Fra questi frutti dimenticati, merita un accenno particolare il marrone al
quale Casola Valsenio dedica un appuntamento specifico il fine settimana precedente
la "Festa dei Frutti dimenticati". Giunta alla terza edizione,
la "Festa del Marrone" (13 e 14 ottobre) propone bancarelle allestite
dai produttori, conferenze tematiche sulla certificazione I.G.P., animazioni
a tema agreste e assaggi delle eccellenze gastronomiche casolane preparate utilizzando
questo prodotto: cotto nell'acqua con l'alloro (balòc), oppure arrostito
sulla fiamma (brusé) o cotto nel forno della stufa a legna (spasmé)
dopo averli "castrati", cioè praticato un piccolo taglio. Con
le castagne secche si prepara una minestra, mentre la farina di castagne è
la base per la polenta da mangiare con formaggio fresco e per il dolce castagnaccio.

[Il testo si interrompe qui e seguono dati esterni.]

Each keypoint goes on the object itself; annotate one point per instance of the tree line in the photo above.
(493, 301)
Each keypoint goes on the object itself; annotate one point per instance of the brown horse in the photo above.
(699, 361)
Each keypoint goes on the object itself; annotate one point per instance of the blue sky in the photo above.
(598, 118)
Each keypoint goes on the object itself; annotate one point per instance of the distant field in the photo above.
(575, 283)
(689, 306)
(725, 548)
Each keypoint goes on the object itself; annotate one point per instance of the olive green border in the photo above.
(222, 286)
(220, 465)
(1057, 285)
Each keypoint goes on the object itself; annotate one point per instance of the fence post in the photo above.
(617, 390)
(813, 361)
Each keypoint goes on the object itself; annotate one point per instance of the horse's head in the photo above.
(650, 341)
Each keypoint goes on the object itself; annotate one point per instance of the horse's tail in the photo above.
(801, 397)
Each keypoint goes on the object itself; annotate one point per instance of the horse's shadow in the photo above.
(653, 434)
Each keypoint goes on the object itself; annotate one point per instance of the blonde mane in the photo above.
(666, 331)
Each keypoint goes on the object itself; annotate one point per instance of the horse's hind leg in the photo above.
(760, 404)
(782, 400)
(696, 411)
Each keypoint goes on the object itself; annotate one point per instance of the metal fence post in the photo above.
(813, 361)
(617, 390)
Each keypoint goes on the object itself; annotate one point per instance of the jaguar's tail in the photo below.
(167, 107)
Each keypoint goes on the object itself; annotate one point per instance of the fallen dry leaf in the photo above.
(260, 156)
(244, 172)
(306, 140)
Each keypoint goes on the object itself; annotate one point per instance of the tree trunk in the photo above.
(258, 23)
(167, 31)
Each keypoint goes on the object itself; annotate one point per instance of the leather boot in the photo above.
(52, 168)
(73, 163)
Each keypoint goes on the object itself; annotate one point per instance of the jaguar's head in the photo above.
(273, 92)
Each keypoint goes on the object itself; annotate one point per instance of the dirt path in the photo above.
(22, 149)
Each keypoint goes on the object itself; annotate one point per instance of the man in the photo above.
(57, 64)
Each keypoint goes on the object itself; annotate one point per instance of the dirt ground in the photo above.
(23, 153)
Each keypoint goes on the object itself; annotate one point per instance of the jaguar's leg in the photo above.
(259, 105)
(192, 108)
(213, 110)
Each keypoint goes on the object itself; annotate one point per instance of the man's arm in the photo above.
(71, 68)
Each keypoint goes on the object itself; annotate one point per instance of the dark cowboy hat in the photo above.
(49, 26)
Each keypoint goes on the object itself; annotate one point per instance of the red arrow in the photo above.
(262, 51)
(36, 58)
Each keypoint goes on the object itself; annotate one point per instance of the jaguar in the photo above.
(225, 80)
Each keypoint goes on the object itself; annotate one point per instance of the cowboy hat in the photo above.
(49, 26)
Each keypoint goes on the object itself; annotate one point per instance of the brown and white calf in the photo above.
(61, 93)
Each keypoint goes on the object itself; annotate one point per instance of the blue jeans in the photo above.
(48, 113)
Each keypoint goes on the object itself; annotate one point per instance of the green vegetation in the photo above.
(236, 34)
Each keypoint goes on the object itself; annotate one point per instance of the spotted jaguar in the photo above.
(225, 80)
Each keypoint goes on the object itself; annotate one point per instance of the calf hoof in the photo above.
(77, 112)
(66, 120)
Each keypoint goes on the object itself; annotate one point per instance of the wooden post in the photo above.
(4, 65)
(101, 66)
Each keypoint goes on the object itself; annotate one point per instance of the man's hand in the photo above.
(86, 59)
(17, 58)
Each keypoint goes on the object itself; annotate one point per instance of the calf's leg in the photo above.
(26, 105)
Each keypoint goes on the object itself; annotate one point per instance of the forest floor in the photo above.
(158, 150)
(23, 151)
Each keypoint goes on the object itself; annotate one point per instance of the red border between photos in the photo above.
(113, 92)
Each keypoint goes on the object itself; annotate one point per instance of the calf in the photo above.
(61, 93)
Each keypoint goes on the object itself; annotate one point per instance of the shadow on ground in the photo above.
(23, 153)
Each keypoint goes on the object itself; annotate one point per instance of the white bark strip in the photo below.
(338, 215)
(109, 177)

Tra i dolci si ricordano anche i ravioli, detti topini, preparati con la polpa
di marrone arrostiti. Il marrone di Casola Valsenio è particolarmente
apprezzato per il consumo fresco e per la preparazione dei marron-glace. Così
come c'è la "Strada dei frutti dimenticati", esiste anche la
specifica "Strada dei Castagneti": un itinerario che vuole proporsi
come occasione per entrare in contatto - in ottobre come negli altri periodi
dell'anno - con il mondo dei castagneti e con le aziende agricole (in totale
sono circa 80 con oltre 450 ettari coltivati a castagneto da frutto tra le valli
dei fiumi Senio, Lamone e Sintria) che dedicano impegno, passione e fatica per
mantenere vivo l'interesse per questo tipico prodotto dell'Appennino.
Info. per il pubblico: Pro Loco Casola Valsenio tel. 0546 73033
Nel periodo autunnale il territorio collinare delle Terre di Faenza propone
anche altri gustosi appuntamenti.
A Riolo Terme domenica 21 ottobre l'appuntamento goloso è con la
13° edizione della "Giornata della salvia e della saba". Nel
corso della giornata si svolgeranno dimostrazioni sulla produzione e sull'utilizzazione
gastronomica della saba (mosto cotto) con degustazioni a tema. Inoltre, uno
stand gastronomico propone la divulgazione, la commercializzazione e l'assaggio
della salvia.
Info. IAT Riolo Terme 0546 71044 www.terredifaenza.it
Sempre il 22 ottobre a Brisighella si svolgerà la "Sagra CO.PA.F.
dell'agnellone e del castrato Q.C." (Qualità Controllata): mostra
di ovini e caprini iscritti ai libri genealogici, esposizioni d'artigianato
locale, gastronomia, mercato e degustazione di prodotti tipici, intrattenimenti
e musica a tematica agreste. La domenica successiva, invece, a Brisihella prenderà
vita la "Fiera delle biodiversità animali e 3° sagra della porchetta
di mora romagnola" con stand gastronomico e mercatino dei prodotti tipici.